Photo: Tiffet Le trouble de la désillusion face à l’amour existe depuis des siècles, tout comme son remède.

Dans la rubrique Le Devoir de philo, nous publions annuellement une version abrégée du texte gagnant du concours Philosopher, qui se tient dans le réseau collégial. Pour l’édition de 2023, la question était « À quoi l’amour engage-t-il ? ».

Pas besoin de gril : « l’enfer, c’est les Autres » disait Garcin dans Huis clos. À l’image de cette citation, la culture populaire réitère constamment son ressentiment envers l’amour et ses « mensonges ».

Aujourd’hui, le rêve de l’union parfaite que nous enseignent les contes pour enfants s’écrase devant des statistiques portant sur le divorce ou le constat que Tinder mène souvent à des rencontres inconséquentes. 

Le trouble de la désillusion face à l’amour existe depuis des siècles, tout comme son remède. Ce que je qualifie de trouble, c’est le constat que l’union parfaite entre corps et esprit que l’amour désire est en contradiction avec ce à quoi il engage, nous poussant alors vers deux définitions pratiques divergentes. L’échec à s’émanciper de ce qu’il représente dans son idéal donne lieu à une conception immature de l’amour : la fusion forcée. 

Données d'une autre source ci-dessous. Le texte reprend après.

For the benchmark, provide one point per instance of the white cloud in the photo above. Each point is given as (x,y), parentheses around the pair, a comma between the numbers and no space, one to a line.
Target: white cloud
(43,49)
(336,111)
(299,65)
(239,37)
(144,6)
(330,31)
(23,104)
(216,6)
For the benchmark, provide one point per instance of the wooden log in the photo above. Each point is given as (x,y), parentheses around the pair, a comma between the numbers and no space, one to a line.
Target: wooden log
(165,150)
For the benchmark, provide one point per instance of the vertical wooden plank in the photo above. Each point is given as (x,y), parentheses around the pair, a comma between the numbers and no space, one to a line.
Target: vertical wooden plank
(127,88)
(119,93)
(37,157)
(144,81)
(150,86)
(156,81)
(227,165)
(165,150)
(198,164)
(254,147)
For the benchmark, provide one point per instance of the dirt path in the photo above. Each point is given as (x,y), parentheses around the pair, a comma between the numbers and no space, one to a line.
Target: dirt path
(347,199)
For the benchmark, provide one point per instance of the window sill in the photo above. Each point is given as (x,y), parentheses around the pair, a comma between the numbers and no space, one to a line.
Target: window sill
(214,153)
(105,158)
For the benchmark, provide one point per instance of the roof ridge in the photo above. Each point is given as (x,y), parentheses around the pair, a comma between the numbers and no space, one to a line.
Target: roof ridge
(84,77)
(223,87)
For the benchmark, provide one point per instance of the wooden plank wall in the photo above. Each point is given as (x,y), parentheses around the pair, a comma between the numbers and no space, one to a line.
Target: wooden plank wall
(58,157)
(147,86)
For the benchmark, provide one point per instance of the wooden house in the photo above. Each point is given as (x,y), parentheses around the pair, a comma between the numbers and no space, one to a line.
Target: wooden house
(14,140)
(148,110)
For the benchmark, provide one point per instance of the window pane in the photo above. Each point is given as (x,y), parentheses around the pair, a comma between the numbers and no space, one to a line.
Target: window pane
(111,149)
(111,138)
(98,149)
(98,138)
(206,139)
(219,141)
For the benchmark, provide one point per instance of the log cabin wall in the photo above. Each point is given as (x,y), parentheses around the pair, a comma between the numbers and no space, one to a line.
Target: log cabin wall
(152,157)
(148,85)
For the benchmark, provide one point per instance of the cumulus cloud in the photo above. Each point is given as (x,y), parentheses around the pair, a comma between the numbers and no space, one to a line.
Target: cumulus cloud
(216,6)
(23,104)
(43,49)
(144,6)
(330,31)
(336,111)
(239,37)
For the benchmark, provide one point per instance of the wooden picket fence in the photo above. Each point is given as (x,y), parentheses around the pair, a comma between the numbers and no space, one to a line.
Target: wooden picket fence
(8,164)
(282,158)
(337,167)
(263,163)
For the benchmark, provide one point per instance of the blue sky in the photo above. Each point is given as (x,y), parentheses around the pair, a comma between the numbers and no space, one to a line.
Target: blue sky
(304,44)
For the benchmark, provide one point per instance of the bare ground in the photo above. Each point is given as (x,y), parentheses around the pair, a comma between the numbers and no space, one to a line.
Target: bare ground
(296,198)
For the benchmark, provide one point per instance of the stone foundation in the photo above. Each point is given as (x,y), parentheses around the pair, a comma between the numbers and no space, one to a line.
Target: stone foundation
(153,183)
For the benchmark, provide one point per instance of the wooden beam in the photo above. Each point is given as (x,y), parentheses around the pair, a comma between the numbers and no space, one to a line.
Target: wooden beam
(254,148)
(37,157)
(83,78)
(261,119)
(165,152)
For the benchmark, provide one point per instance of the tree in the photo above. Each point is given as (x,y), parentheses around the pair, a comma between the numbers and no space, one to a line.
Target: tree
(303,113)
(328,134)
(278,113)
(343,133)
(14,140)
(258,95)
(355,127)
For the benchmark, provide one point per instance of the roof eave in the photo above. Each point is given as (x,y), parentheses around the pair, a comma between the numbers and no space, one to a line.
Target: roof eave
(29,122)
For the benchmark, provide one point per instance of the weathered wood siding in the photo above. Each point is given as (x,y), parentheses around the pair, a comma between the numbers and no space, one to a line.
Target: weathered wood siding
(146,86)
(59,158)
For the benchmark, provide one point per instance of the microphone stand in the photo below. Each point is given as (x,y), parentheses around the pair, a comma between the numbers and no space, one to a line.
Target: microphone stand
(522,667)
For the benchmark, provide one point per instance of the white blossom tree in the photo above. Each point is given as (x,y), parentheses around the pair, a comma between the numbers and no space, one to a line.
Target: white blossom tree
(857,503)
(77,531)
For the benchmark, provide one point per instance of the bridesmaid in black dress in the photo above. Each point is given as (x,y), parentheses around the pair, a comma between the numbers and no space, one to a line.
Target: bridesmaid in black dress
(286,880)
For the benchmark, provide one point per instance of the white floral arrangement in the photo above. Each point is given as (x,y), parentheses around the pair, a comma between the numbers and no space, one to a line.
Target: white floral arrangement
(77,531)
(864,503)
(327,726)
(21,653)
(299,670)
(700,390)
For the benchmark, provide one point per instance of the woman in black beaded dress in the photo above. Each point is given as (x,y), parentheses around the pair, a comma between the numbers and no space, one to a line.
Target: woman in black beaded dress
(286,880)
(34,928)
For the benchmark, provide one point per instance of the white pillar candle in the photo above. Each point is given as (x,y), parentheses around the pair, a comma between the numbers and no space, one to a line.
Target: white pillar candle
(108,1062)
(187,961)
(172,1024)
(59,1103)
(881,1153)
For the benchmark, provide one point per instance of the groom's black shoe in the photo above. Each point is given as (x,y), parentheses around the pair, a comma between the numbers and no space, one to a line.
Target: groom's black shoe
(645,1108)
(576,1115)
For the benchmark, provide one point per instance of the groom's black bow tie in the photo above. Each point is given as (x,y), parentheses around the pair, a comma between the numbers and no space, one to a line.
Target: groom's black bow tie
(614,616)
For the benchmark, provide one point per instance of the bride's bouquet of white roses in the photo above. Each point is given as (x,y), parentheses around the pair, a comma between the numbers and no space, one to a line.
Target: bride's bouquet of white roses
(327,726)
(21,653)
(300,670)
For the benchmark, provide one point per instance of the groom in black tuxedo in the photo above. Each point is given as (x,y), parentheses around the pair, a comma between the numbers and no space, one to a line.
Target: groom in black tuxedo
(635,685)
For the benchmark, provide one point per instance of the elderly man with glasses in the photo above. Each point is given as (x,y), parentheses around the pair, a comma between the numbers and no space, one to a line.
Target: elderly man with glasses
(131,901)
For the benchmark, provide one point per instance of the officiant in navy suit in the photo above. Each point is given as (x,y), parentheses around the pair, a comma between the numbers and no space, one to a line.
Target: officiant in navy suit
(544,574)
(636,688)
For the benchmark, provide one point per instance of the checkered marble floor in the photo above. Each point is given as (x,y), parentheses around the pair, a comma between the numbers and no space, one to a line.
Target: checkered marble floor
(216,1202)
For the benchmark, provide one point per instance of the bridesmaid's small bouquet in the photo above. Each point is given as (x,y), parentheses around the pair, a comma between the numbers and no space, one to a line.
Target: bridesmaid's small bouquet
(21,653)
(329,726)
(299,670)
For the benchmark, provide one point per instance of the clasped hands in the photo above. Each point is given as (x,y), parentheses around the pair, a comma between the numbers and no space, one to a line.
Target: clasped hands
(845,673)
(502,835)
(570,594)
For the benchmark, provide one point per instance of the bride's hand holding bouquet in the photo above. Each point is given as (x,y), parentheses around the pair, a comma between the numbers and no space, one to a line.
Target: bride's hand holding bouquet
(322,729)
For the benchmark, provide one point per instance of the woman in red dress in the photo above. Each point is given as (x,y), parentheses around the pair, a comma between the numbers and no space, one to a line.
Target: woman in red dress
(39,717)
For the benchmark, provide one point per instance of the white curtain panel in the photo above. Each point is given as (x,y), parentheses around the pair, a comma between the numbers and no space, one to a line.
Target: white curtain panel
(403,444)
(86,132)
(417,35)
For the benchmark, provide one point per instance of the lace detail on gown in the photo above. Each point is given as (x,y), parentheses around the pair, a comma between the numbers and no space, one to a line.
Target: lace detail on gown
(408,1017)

Cette forme pervertie de la relation est ce qu’Erich Fromm qualifie d’union symbiotique masochiste ou sadique. À l’instar de Fromm, je considère que celle-ci doit être surmontée à l’aide d’une deuxième conception : celle de l’amour mature, qui reconnaît simultanément l’union et l’intégrité et qui existe par-delà le phénomène de la réification sur lequel s’arrête une fusion forcée.

Mythologie

Il est pertinent d’aborder les manifestations mythiques de cet idéal amoureux, soit celui de l’union paradisiaque refusée. Considérez d’abord le mythe d’Aristophane tel qu’il fut énoncé dans Le banquet de Platon. Aristophane commence son récit en évoquant une nature antérieure de l’être humain composée de trois types d’espèces résultant de la fusion des genres homogènes et hétérogènes : un dos, quatre mains, quatre jambes, deux visages et deux organes génitaux. 

Il décrit ensuite l’arrogance de ces créatures qui tentèrent de provoquer les dieux. Ceux-ci refusèrent de tolérer leur impudence et choisirent de les punir en les séparant : « chacun, regrettant sa moitié, allait à elle ; et, s’embrassant et s’enlaçant les uns les autres avec le désir de se fondre ensemble, les hommes mouraient de faim d’inaction, parce qu’ils ne voulaient rien faire les uns sans les autres » (Platon).

Parallèlement, Adam et Ève, eux aussi créés par une force divine, vivaient dans un état d’union originelle : Ève étant formée à partir de la côte d’Adam. Leur désobéissance, synonyme de révolte, leur mérita la punition : une chute, la condamnation à la pudeur sexuelle et la douleur d’enfanter.

Ce serait une grande erreur que de se défausser de tels mythes simplement parce qu’ils relèvent de la même tonalité ésotérique que les récits des âmes soeurs et des flammes jumelles ou encore de la doctrine chrétienne. En effet, selon Carl G. Jung, le mythe est peuplé d’images symboliques : « les modèles de la mère, du Père du Soi, mais aussi du Couple divin, de l’Enfant dieu, de la Naissance, de l’Unité » (Gazalé). Ainsi, il serait pertinent de soulever les constantes de ces récits qui habitent l’imaginaire collectif.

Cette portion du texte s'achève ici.